Güncelleme Tarihi:
Babacan, Stratejik Düşünce Enstitisü (SDE), Global Ekonomik Kriz ve Türkiye’ye Yansımaları Paneli’nde yaptığı konuşmada, banka denetimleriyle ilgili şu bilgileri verdi: “Türkiye’de her bir banka, her ay bağımsız iki kanaldan, stres testine tabi tutuluyor.
En ufak bir risk alanı oluştuysa, daha baştan uyarılıyor. Bu adımları atarsanız, bunu baştan önlemiş oluruz. Bankalar da bu konuda çok titiz. Bankacılık Düzenleme ve Denetleme Kurulu (BDDK), Merkez Bankasından bankalara giden uyarılar anında uygulanıyor. Bu durum, 2000 ve 2001 krizinin acılarını derinden duyulmasının bir sonucu.”
Doğruyu yapmalıyız
Hem kamu borç stoku, hem de bankacılık tarafında, Türkiye’nin bünyesinin sağlam olması nedeniyle, krizden Türkiye’nin diğer ülkeler kadar etkilenmediğini anlatan Babacan, şunları söyledi: “Tek bir bankaya, tek bir kamu desteği yapmak zorunda kalınmadı.

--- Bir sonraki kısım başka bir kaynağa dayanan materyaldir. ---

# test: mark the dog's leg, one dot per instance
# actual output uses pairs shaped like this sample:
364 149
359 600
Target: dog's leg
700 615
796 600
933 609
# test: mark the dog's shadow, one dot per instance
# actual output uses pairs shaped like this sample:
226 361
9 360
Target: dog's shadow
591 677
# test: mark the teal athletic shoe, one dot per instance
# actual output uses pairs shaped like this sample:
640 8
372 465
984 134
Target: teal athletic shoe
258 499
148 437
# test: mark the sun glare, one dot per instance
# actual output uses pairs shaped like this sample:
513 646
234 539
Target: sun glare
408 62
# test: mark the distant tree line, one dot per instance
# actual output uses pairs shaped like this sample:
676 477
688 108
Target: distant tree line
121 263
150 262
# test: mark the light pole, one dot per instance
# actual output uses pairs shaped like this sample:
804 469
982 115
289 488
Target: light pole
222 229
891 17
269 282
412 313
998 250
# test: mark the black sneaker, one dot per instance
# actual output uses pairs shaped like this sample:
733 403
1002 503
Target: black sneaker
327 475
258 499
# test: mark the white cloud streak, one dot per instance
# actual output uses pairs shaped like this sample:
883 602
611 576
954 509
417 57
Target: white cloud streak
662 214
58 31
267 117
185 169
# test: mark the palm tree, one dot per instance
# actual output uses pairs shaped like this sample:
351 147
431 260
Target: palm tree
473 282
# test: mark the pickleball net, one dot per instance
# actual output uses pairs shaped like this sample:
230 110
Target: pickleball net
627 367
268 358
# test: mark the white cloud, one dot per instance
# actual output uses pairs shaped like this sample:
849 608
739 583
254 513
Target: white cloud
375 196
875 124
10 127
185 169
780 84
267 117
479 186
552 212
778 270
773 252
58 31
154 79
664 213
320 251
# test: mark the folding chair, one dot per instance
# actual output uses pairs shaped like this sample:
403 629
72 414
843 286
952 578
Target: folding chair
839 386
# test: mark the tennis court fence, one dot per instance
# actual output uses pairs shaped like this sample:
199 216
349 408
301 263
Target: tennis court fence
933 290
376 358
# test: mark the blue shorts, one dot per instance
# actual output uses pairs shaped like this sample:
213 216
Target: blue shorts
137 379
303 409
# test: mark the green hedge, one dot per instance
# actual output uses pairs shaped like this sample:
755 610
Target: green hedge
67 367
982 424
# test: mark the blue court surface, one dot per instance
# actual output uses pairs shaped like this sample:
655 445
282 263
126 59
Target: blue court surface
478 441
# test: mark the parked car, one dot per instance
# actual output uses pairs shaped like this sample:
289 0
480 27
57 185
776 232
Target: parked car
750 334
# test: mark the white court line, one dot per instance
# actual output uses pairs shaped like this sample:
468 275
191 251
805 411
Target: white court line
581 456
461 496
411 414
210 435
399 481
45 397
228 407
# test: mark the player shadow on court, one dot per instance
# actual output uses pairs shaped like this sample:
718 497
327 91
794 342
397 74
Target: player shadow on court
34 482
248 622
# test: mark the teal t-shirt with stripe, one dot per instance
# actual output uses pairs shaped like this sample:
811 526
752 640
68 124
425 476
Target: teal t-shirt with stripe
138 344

Garanti sistemi bile değiştirilmedi. AB 27 ülkeleri garantileri yükseltti. Münferit ülkeler çok daha uç şeyler yaptı ve yüzde 100 garanti vermek zorunda kalındı. Bu da yetmedi 2008, 2009’da kefiliz dediler. Ama kefiliz diyen ülkelerin mali bünyesi sorgulandığı için, ben kefilim diyenin, sağlamlığı da sorgulanmaya başladı. Risk primleri çok yükseldi. Avrupadaki ülkelerin faizlerine bakıyorsunuz, Alman tahvillerinde olan faiz farklarına bakıyorsunuz, yüksek seyrediyor. Böyle bir dönemde, mutlaka doğruları yapmak gerekiyor.”